All-Star 2007 Funds: A Q&A With Kohlberg & Co.’s Shant Mardirossian

The 2007 vintage was a rough one for domestic buyout funds. Between the credit crunch, financial crisis and Great Recession firms had their work cut out just to score a modest profit.

But some firms managed to do far better than that. Below we have five questions for an executive at one of those that did–Shant Mardirossian, an investment partner at Mt. Kisco, N.Y.-based Kohlberg & Co. According to figures from Idaho PERS, Kohlberg Investors VI LP as of last September had generated a1.36 investment multiple and 16.65 percent IRR. That puts the fund squarely in the top-quartile for that vintage, according to a recent analysis by sister magazine Buyout.
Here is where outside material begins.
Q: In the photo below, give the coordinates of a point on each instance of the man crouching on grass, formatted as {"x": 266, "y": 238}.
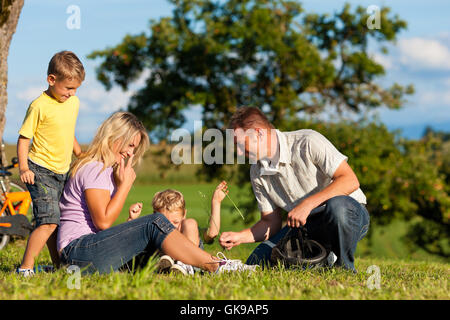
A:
{"x": 298, "y": 171}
Shant, what made 2007 such a tough vintage year for buyout firms? Obviously the economic downturn was playing out for most firms. Those that did not maintain their discipline during that period in terms of valuations, and conservative leverage, or ended up in situations where they were lacking operating resources, were at a disadvantage.

Your vintage 2007 fund, a $1.5 billion pool that started investing in June of that year, is one of the top-performers in our database. Why has it done so well? One reason is that we stuck to our discipline in terms of multiples. Our average purchase multiple was 6.5 times EBITDA. We also maintained a conservative approach to leverage where our average debt multiple was about 3.5 times at acquisition.  The refinancings [dividend recaps] we did were all done as a result of improved performance and debt reduction. We just re-levered the companies back up to what we normal underwrite to, which is about 3.5 times, significantly de-risking our invest. We’ve also improved the performance of our portfolio companies.

Shant Mardirossian

How much money have you returned to investors?  If you look at all 12 investments we made with Fund VI, we have exited 3 of them fully, taken one public, and we have had several partial exits. For the first 8 investments, we have already returned back 100% of that invested capital. One of the reasons this has been such a strong performing fund, despite hitting a recession, is our focus on operational improvements. Across the portfolio we have delivered 40% organic improvement in EBITDA since initial acquisition.

Tell me more about your investment strategy. Our average transaction size is $250 million to $300 million, and we’re looking at companies that generate between $20 million and $100 million of EBITDA. We focus on 3 broad areas– industrial manufacturing, consumer products manufacturing and services. Our services sector is broken down in three areas—business services, health care services and financial services. Every one of those areas is supported by 11 operating partners that are full time and exclusive to us. They are a very important and integral part of our team and strategy. We will only do deals where we have operating partners that are able to work throughout the process from beginning to end.  Most of them have served with us as a CEO of a previous portfolio company on one or several occasions. All of them have the ability to step in as interim CEOs and are heavily involved in the due diligence and establishing the strategic plan upfront, the cost savings opportunities, the growth opportunities, and assessing the management team. In fact, we do quite a few corporate divestitures; that is an area of expertise we have because we’re able to bring in the management resources. In many cases, the business doesn’t necessarily have the management team in place or the managers aren’t at a senior level. So we can do the kind of deals other will shy away from because we have the operating resources to bring in from the beginning.

Tell me about one of your best-performing portfolio companies from the 2007 vintage?  US Infrastructure Corporation was a transaction where we did two simultaneous acquisitions. We worked with a manager that we had known before. We combined the two companies to make it the leader in providing utility location services, an important element in underground construction projects.  We were able to deploy significant cost savings as a result of the consolidation and also deliver revenue growth as a result of overlapping territories. We bought the two companies in 2008. We sold the combined company in 2010 to Ontario Municipal Retirement System for 2.8x our $60 million equity investment, which was about a 55% gross IRR.